– Bu yazıyı okumadan önce Orhan Gencebay‘ın Ya Evde Yoksan adlı şarkısını dinlemenizi istirham ediyorum-
[youtube id=”VRtEf-JT1fc” width=”490″ height=”300″]
#EvdeKAL birlikteliğini destekliyorum… Birkaç sebepten ötürü destekliyorum.
Tabii ki sağlık için. Bu ayrı konu.
Bir de, insanların kendileriyle baş başa kalmalarının yararlı olacağına eminim.
Bana yararı oluyor elbette. Evvelce aldığım pek çok meslek kitabı vardı. Teknik kitaplar yani.
Teknik kitaplar; fakat baya bir ayrıntı içeren teknik kitaplar. Zaten ayrıntılarla uğraşmayı seven bir kişiyim.
Bu zamanlar fırsat oldu.
*
Dışarı çıkma kısıtlamalarının ne kadar süreceği tam belli değil. Aldığım birtakım esinler sebebiyle diyebilirim ki,
özellikle biz öğretmenler açısından önemli, dönemi kapattık diye bakıyorum. Eylül 2020.
Neyse… Konum bu değil. Dışarı çıkma kısıtlamaları pek çok insanda “şaft kayması” yaratacağı için…
Sayısı belirsiz bir sayıda akıl hastanesi de şimdiden yapılması gerekir, diye düşünüyorum.
Birkaç psikolog, evde kalmanın yan etkileri olabileceğine ilişkin birkaç bildirim yaptı. İlk zamanlar, insanlar eşyalarla da
konuşmaya başlayabilir; bu bir sorun değildir. Fakat eşyalar sizinle konuşmaya başlarsa bir psikologa veya bir psikiyatriste gidin, şeklinde
bir uyarıydı.
Evdeki çöpü atmak üzere ilkin giriş kapısının önüne koymuştum.
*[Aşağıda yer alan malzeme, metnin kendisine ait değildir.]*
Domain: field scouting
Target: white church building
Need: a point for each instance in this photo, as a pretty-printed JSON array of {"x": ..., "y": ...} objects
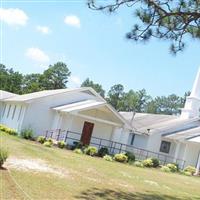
[
  {"x": 177, "y": 138},
  {"x": 83, "y": 115}
]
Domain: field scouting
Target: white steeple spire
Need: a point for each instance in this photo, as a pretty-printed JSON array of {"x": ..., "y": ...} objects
[
  {"x": 196, "y": 86},
  {"x": 192, "y": 104}
]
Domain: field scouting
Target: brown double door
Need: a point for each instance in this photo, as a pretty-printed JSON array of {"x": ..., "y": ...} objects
[{"x": 87, "y": 133}]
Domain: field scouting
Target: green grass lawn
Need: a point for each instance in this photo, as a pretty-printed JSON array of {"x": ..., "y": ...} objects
[{"x": 84, "y": 177}]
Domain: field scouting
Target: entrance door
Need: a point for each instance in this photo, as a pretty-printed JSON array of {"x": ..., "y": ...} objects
[{"x": 87, "y": 133}]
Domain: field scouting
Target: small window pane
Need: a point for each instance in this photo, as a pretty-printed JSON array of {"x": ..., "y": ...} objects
[
  {"x": 132, "y": 139},
  {"x": 8, "y": 111},
  {"x": 165, "y": 146},
  {"x": 14, "y": 112},
  {"x": 4, "y": 109},
  {"x": 20, "y": 112}
]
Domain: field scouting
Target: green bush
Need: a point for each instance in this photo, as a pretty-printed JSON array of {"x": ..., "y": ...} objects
[
  {"x": 61, "y": 144},
  {"x": 103, "y": 151},
  {"x": 3, "y": 156},
  {"x": 156, "y": 162},
  {"x": 10, "y": 131},
  {"x": 131, "y": 156},
  {"x": 92, "y": 151},
  {"x": 138, "y": 164},
  {"x": 190, "y": 169},
  {"x": 78, "y": 151},
  {"x": 77, "y": 145},
  {"x": 108, "y": 158},
  {"x": 47, "y": 144},
  {"x": 147, "y": 163},
  {"x": 121, "y": 157},
  {"x": 50, "y": 141},
  {"x": 172, "y": 167},
  {"x": 187, "y": 173},
  {"x": 165, "y": 169},
  {"x": 41, "y": 139},
  {"x": 27, "y": 134}
]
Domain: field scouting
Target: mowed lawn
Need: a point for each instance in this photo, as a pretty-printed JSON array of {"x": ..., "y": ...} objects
[{"x": 75, "y": 176}]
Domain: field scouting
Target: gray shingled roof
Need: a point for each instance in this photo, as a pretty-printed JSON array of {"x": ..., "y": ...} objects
[
  {"x": 145, "y": 123},
  {"x": 40, "y": 94},
  {"x": 6, "y": 95}
]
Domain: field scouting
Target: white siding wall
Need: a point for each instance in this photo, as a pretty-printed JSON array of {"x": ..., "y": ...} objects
[
  {"x": 14, "y": 117},
  {"x": 75, "y": 124},
  {"x": 140, "y": 141},
  {"x": 191, "y": 154},
  {"x": 40, "y": 117}
]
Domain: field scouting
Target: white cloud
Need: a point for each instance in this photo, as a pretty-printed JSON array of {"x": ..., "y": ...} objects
[
  {"x": 72, "y": 20},
  {"x": 43, "y": 29},
  {"x": 13, "y": 16},
  {"x": 37, "y": 55},
  {"x": 75, "y": 80}
]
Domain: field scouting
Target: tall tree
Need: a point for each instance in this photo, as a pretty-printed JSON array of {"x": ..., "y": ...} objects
[
  {"x": 10, "y": 80},
  {"x": 129, "y": 102},
  {"x": 143, "y": 100},
  {"x": 170, "y": 105},
  {"x": 115, "y": 95},
  {"x": 170, "y": 20},
  {"x": 32, "y": 83},
  {"x": 97, "y": 87},
  {"x": 56, "y": 76}
]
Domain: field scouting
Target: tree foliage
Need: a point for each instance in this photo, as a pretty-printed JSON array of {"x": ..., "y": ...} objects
[
  {"x": 55, "y": 77},
  {"x": 97, "y": 87},
  {"x": 171, "y": 20}
]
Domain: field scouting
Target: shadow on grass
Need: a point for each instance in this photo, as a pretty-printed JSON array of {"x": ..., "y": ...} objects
[
  {"x": 108, "y": 194},
  {"x": 2, "y": 168}
]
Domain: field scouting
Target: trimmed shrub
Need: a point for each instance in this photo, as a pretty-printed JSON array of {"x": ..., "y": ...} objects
[
  {"x": 187, "y": 173},
  {"x": 47, "y": 144},
  {"x": 121, "y": 157},
  {"x": 50, "y": 141},
  {"x": 108, "y": 158},
  {"x": 172, "y": 167},
  {"x": 103, "y": 151},
  {"x": 91, "y": 151},
  {"x": 3, "y": 156},
  {"x": 131, "y": 156},
  {"x": 61, "y": 144},
  {"x": 77, "y": 145},
  {"x": 138, "y": 164},
  {"x": 165, "y": 169},
  {"x": 27, "y": 134},
  {"x": 78, "y": 151},
  {"x": 147, "y": 163},
  {"x": 190, "y": 169},
  {"x": 41, "y": 139},
  {"x": 156, "y": 162},
  {"x": 10, "y": 131}
]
Hâlâ salonda oturuyor, interneti karıştırıyordum… Poth! diye bir ses geldi.
Korktum. Acaba hangi eşya benimle konuşmak istiyor, diye arkamı döndüm…
Meğer dolu çöp poşeti yana devrilmiş…
Biraz çay posa suyu filan akmış marleye. Poşet acaba ne dedi? sorusu geçti aklımdan. Sanırım, niyet etti fakat diyemedi.
Yani çöpler biraz biriksin, bir daha deneyeceğim… Daha doğrusu, çöp poşeti cesaretini toplayıp bu sefer konuşur belki benimle… bilemiyorum.
*
İki tane kedi-köpek kovucu cihazı almıştım. Yan apartman sahibinin çok fazla kedisi var. Derdim kedilerle değil. Adam kedileri kullanıyor.
Kedi yediğine ilişkin hafif de olsa kuşkularım var ama tam emin değilim. Adam kediye de benziyor. Niyeyse ona fındık demek geçiyor içimden.
Neyse.. Hava biraz kararınca, saat 22:00 gibi balkona çıktım. Adamın her zaman oturduğu mutfak penceresine doğru tuttum kedi-köpek kovucuları.
Butonlarına bastım… İlginç bir şey oldu… Kediler tınlamadı. Adam oturduğu yerden aniden kalkıp salonuna kaçtı.
Meğer bu cihazlar kötü komşu kovucuymuş. Yarin bir de bir iki tane olan iyi komşular üzerinde de deneyeceğim ki geçekten kötü komşu mu
kovuyor yoksa komşu mu kovuyor.
*
Anlatsam inanmayacağınız şeyler var. O yüzden anlatmıyorum.
*
Bir adet Twitter paylaşımım:
Çinciler ve Çinci olmayanlar diye iki cephe oluşmaya başladı. Çin düşmanlığına gerek yok. Evvelkiler çok mu iyiydi?
Evvelkiler yayılmacı-yok ediciydi. Çin, yayılmacı olabilir fakat yok edici değil.